How Chinese Words Work

how Chinese words work

Word Structure: Verb-How 补充式

This is part 3 of an 8-part series exploring all 7 types of Chinese compound words. This is part 3 – How Chinese Words Work. Click below for the other parts:

Part 1 – Part 2 – Part 3 – Part 4 – Part 5 – Part 6 – Part 7 – Part 8

Verb-How & Generalising 补充式

These words are also mostly Verbs, but the second morpheme explains the result of the verb. How did you eat 吃 chī?I ate well 吃好 chīhǎo. 吃 is the verb, and 好 is the result of the verb. When these words are nouns, they are referring to the broad scope of all of the nouns.

Action-Result

说明 shuōmíng

Verb: to speak. The result of your speaking? Clarity 明. Definition: Explain

消灭- xiāomiè

Verb: to exterminate 消. The result of your attempt at extermination? to the point of extinguishing 灭. Definition: Wipe Out

寄出- jìchū

Verb: to mail 寄. The result of your mailing? You mailed it out 出.

作出- zuòchū

Verb: to do or make 作. The result of your making something? It was created 出.

过来 guòlai

过去 guòqu

 

上来 shànglái

上去 shàngqù

 

下来 xiàlái

下去 xiàqù

 

回来 huílái

回去 huíqù

回到 huídào

进来 jìnlái

进去 jìnqù

 

出来 chūlái

出去 chūqu

来到 láidào

起来 qǐlái

  

 All of these are directional verbs like Cross (过), Go Up (上) or Return (回).

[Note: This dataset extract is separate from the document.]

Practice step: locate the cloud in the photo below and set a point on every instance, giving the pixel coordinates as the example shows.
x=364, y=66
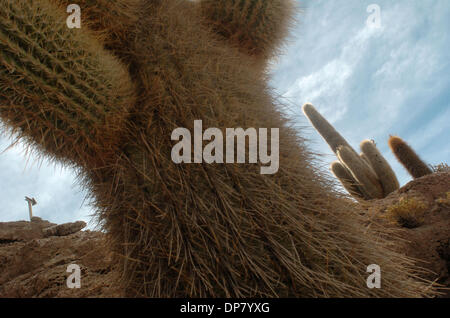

The second morpheme is the result of the verb, like Come, Go, or Arrive 来,去,到.

Generalizing Nouns

These are a particular sub-set of verb-how words that are technically in the same category, but we thought we’d keep them separate here. As shown in the example in the introduction above, these words’ first morpheme is a noun and the second morpheme is the measure word for that noun. This signifies that the word refers to all of a particular noun, as opposed to a specific number.

车辆- chēliàng

All cars or vehicles, no one specific car or set of vehicles.

人口- rénkǒu

The population of a place, AKA not one specific person.

书本- shūběn

Books in general, not any individual book

马匹- mápǐ

Horses in general

船只- chuánzhī

Shipping Vessels in general

枪支- qiāngzhī

Guns in general

事件- shìjiàn

An event, but broader than 事情 (shìqíng) which could be very specific. For example, World War 2 was a 事件, but a single instance of Winston Churchill sending out an order during WW2 is a 事情.

纸张- zhǐzhāng

Paper in general

There you go, now you know more about how Chinese words work already.